On Thu, 10 Feb 2022 11:36:38 GMT, Jay Bhaskar <d...@openjdk.java.net> wrote:

> Issue: The end point of  line in drawLinesForText , add thickness to the 
> endPoint.y(). In this case origin which is start point and the end point 
> would not be same, and line would be drawn not straight.
> Solution: Do not add thickness to the y position of end point of line.
> Start Point(x,y) ----------End Point(x + width, 0)

I don't follow the last point about using the same origin and overlapped lines 
being wasteful.

It seems there are either two or three issues here.

1. Text underline and line-through are drawn slanted as described in this bug, 
which is a result of incorrectly adjusting the y coord one of the two end 
points passed into a `drawLine` call by the `thickness`.
2. The text is always drawn as a thin line, possibly because the stroke width 
doesn't take `thickness` into account (and while this could conceivably be done 
with `drawRect`, setting the stroke attributes and calling `drawLine` is the 
right way to do it).
3. MAYBE: there might be problem with drawing dashed line; if this doesn't 
work, the fix would probably be to set the dash pattern in the stroke.

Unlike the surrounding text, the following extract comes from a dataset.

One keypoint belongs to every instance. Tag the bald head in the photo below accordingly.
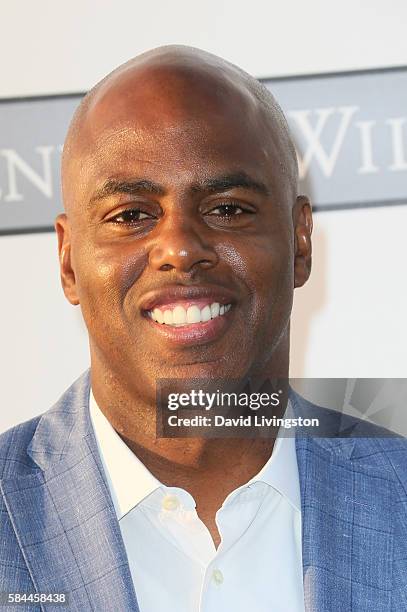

This PR addresses the first problem, which is the problem described in the bug 
report. The propose change looks correct.

We could expand the bug report to cover at least the second case (since that is 
a somewhat related bug), but it might be better to file and fix that one 
separately (if it really is as simple as multiplying the existing stroke width 
by the thickness in the `drawLinesForText` method, then I wouldn't be opposed 
to fixing it in this PR, since it is somewhat related).

In any case, I think the third issue of line pattern should be dealt with 
separately, if in fact, it is a problem.